U.S. SECURITIES AND EXCHANGE COMMISSION
Litigation Release No. 22136 / October 20, 2011
Securities and Exchange Commission v. Charles P. Copeland, Copeland Wealth Management, A Financial Advisory Corporation, and Copeland Wealth Management, A Real Estate Corporation, Civil Action No. 11-08607 (RDTBx) (C.D. Cal.)
SEC CHARGES CALIFORNIA-BASED INVESTMENT ADVISER WITH FRAUD AND BREACH OF FIDUCIARY DUTY
On October 18, 2011, the Securities and Exchange Commission (“Commission”) filed a complaint in United States District Court in Riverside, California against Copeland Wealth Management, A Financial Advisory Corporation (“CWM”), Copeland Wealth Management, A Real Estate Corporation (“Copeland Realty”), and Charles P. Copeland (“Charles Copeland”) for fraud and breach of fiduciary duty. As an investment adviser registered with the Commission, CWM manages approximately $125 million in assets under management. The assets under management are primarily mutual funds and real estate funds.
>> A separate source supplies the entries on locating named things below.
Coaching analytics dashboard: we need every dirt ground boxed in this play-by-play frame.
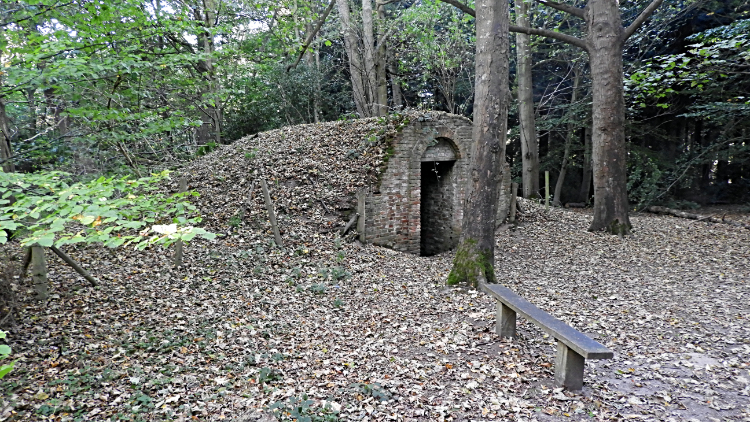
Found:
[2,205,750,421]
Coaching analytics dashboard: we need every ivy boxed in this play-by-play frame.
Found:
[0,171,215,249]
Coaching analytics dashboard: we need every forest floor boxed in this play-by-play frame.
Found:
[1,204,750,421]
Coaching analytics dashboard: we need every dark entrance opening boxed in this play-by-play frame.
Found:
[420,160,458,256]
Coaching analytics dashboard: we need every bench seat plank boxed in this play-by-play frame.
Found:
[481,283,614,359]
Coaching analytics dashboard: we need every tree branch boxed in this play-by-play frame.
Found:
[286,0,336,72]
[440,0,477,18]
[622,0,664,41]
[510,25,589,52]
[440,0,592,51]
[536,0,585,19]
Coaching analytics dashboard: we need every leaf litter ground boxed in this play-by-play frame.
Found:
[2,119,750,421]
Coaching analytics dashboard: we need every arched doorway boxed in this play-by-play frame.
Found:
[420,138,460,256]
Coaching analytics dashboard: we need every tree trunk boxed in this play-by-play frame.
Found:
[362,0,379,116]
[375,1,388,116]
[201,0,221,145]
[552,64,581,207]
[0,98,16,173]
[516,1,539,198]
[336,0,370,117]
[31,246,49,300]
[586,0,632,235]
[447,0,509,287]
[578,127,591,204]
[388,50,404,110]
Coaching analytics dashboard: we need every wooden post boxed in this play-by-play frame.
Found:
[495,300,516,338]
[174,176,187,267]
[260,180,284,248]
[544,170,549,211]
[31,246,49,300]
[555,340,586,391]
[508,183,518,223]
[50,246,99,287]
[341,213,359,236]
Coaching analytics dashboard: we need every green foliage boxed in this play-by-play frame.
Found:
[396,1,476,114]
[0,171,215,249]
[350,382,391,401]
[257,367,283,384]
[269,394,339,422]
[0,330,16,379]
[308,283,326,295]
[195,142,216,157]
[0,0,241,172]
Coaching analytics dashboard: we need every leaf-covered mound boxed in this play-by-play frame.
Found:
[170,112,416,244]
[0,116,750,422]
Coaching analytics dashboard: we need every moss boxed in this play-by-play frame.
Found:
[607,218,632,236]
[445,239,496,287]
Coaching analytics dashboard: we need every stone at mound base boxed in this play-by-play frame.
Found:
[175,110,510,255]
[357,112,510,255]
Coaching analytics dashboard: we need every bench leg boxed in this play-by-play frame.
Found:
[555,341,586,391]
[495,301,516,338]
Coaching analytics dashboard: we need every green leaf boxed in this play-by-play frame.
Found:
[36,233,55,248]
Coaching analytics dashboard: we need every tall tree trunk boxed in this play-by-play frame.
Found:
[447,0,509,286]
[578,127,591,204]
[552,64,581,207]
[515,1,539,198]
[585,0,632,235]
[375,1,388,116]
[0,98,16,173]
[336,0,370,117]
[388,50,404,110]
[31,246,49,301]
[362,0,380,116]
[200,0,222,145]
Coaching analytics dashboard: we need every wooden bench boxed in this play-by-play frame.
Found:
[480,283,614,390]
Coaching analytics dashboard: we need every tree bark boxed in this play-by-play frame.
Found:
[375,1,388,116]
[31,246,49,300]
[447,0,509,287]
[578,127,591,204]
[388,49,404,110]
[552,64,581,207]
[362,0,380,116]
[441,0,663,235]
[516,1,539,198]
[0,98,16,173]
[336,0,370,117]
[586,0,632,235]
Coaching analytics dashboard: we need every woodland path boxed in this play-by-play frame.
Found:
[3,206,750,421]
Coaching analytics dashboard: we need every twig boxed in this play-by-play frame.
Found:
[260,179,284,248]
[174,176,187,268]
[50,245,99,287]
[341,213,359,236]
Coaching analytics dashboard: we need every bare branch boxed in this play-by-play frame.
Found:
[536,0,584,19]
[440,0,477,18]
[286,0,336,72]
[622,0,664,41]
[440,0,588,51]
[510,25,589,52]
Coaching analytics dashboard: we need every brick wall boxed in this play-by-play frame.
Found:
[357,112,512,255]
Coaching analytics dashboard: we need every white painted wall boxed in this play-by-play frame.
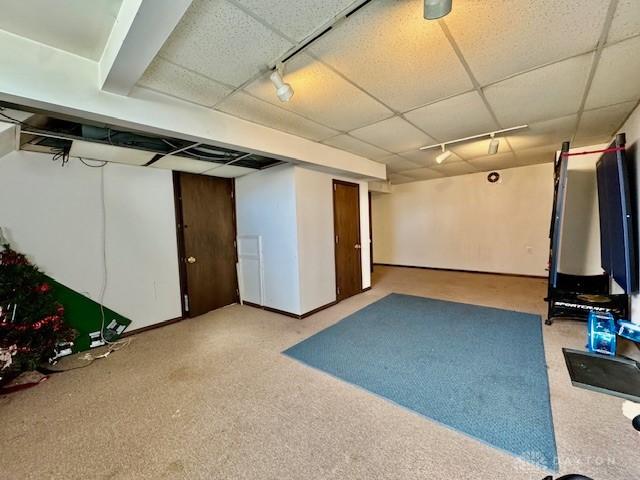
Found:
[235,165,301,314]
[618,102,640,323]
[295,167,371,313]
[372,163,553,276]
[236,165,371,315]
[558,144,607,275]
[0,151,181,330]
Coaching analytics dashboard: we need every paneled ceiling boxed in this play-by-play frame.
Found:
[140,0,640,183]
[5,0,640,183]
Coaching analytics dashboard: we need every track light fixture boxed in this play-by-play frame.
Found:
[420,125,529,155]
[488,133,500,155]
[269,64,293,102]
[436,143,451,164]
[424,0,453,20]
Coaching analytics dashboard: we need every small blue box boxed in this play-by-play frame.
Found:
[618,320,640,343]
[587,311,617,356]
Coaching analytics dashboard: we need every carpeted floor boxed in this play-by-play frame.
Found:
[0,267,640,480]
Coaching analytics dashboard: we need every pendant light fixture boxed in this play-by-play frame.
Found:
[424,0,453,20]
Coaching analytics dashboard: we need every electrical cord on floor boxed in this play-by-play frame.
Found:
[95,169,131,352]
[46,157,132,373]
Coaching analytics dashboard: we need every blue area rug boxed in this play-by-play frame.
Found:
[284,294,557,470]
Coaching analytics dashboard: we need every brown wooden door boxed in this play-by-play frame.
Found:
[176,173,238,317]
[333,180,362,301]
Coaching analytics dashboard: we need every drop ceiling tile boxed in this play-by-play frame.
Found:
[516,144,560,166]
[469,152,518,172]
[349,117,436,153]
[246,54,393,131]
[322,135,389,160]
[150,155,214,173]
[380,155,421,173]
[404,92,496,141]
[310,0,473,112]
[203,165,259,178]
[607,0,640,43]
[484,54,593,128]
[507,115,578,151]
[69,140,156,166]
[237,0,357,41]
[216,92,338,141]
[574,102,636,146]
[138,58,231,107]
[431,161,478,177]
[447,137,511,160]
[402,168,444,180]
[444,0,608,85]
[159,0,292,86]
[400,148,462,167]
[389,173,416,185]
[586,36,640,109]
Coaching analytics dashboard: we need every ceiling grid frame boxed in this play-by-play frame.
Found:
[571,0,618,143]
[129,0,640,181]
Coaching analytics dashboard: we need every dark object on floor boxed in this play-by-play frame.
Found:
[284,293,557,471]
[545,133,637,325]
[545,273,629,325]
[562,348,640,402]
[631,415,640,432]
[543,474,593,480]
[0,370,49,395]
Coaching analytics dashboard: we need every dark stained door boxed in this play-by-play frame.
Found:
[177,173,238,317]
[333,180,362,301]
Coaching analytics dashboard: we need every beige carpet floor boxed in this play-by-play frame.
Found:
[0,267,640,480]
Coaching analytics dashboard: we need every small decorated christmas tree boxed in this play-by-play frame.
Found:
[0,245,75,386]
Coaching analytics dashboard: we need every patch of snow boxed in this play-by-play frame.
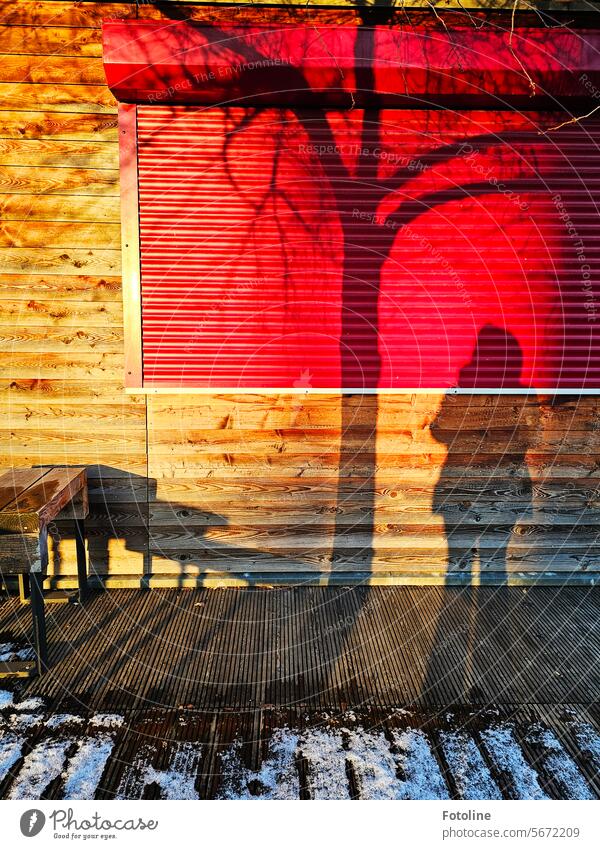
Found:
[346,729,401,799]
[13,696,44,710]
[90,713,125,728]
[527,724,595,799]
[221,728,448,800]
[9,713,44,728]
[116,742,201,799]
[569,721,600,772]
[46,713,85,729]
[0,643,35,663]
[115,743,157,799]
[62,734,115,799]
[0,690,15,710]
[481,725,548,799]
[393,729,448,799]
[294,728,350,799]
[8,738,73,799]
[219,728,300,799]
[440,731,502,799]
[146,743,200,799]
[0,731,25,781]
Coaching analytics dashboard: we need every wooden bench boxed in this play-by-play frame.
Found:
[0,466,89,677]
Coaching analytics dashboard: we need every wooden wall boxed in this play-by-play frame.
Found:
[0,0,600,583]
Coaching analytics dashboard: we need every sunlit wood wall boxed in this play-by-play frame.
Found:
[0,0,600,583]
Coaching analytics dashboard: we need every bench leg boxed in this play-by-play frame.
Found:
[30,572,48,675]
[75,519,88,604]
[19,573,31,604]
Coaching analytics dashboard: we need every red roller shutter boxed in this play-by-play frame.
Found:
[105,19,600,390]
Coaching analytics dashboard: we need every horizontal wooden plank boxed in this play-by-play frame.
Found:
[0,351,123,381]
[148,392,600,430]
[0,324,123,352]
[0,222,121,250]
[0,165,119,197]
[0,428,146,448]
[0,139,119,171]
[150,480,600,506]
[0,469,46,510]
[0,109,118,142]
[149,425,597,458]
[0,396,146,433]
[0,248,121,276]
[0,54,106,85]
[0,83,117,115]
[0,375,146,406]
[143,540,600,568]
[0,22,102,57]
[149,504,600,524]
[2,0,136,28]
[0,274,121,303]
[0,532,42,575]
[0,468,87,528]
[0,460,146,480]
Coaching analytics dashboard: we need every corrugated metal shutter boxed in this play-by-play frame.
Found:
[138,105,600,389]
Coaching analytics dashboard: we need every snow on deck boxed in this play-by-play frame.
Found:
[0,690,600,800]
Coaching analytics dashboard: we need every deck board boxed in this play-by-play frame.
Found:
[0,586,600,711]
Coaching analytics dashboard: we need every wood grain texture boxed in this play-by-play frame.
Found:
[0,0,600,583]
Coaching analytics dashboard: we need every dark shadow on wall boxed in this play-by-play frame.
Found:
[423,325,540,704]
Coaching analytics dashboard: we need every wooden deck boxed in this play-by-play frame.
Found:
[0,587,600,712]
[0,587,600,799]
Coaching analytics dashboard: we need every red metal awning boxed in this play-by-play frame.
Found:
[103,20,600,108]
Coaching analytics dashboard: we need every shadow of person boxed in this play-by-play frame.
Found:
[423,324,539,704]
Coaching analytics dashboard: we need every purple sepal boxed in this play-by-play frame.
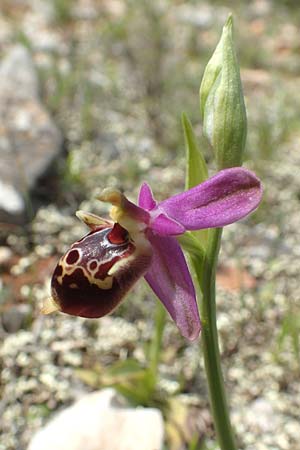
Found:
[138,183,157,211]
[150,213,186,236]
[145,232,201,341]
[157,167,262,230]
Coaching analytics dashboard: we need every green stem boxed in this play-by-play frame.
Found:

Copeland Realty, an unregistered investment adviser, is the general partner for 21 limited partnerships primarily invested in real estate. Charles Copeland, a certified public accountant, is the founder, co-owner and officer of both CWM and Copeland Realty.
The Commission alleges that from 2003 through May 31, 2011, Charles Copeland, CWM, and Copeland Realty raised over $62 million from over 100 investors, including many of Charles Copeland’s accounting clients, by selling interests in limited partnerships operated by CWM and Copeland Realty. According to the Commission’s complaint, throughout the offer and sale of the limited partnerships, Charles Copeland, CWM, and Copeland Realty made material misrepresentations and omissions regarding: (1) the use of investor funds, (2) conflicts of interest, (3) guaranteed returns, (4) the unauthorized trading of put options, and (5) the payment of undisclosed real estate commissions and other related compensation.
Without admitting or denying the Commission’s allegations, Charles Copeland, CWM, and Copeland Realty agreed to the entry of an order permanently enjoining them from future violations of Section 17(a) of the Securities Act of 1933, Section 10(b) of the Securities Exchange Act of 1934 and Rule 10b-5 thereunder, and Sections 206(1) and 206(2) of the Investment Advisers Act of 1940. The defendants also agreed to an order appointing a receiver over CWM and Copeland Realty and prohibiting the destruction of documents. Disgorgement plus prejudgment interest and civil penalties are to be determined at a later date.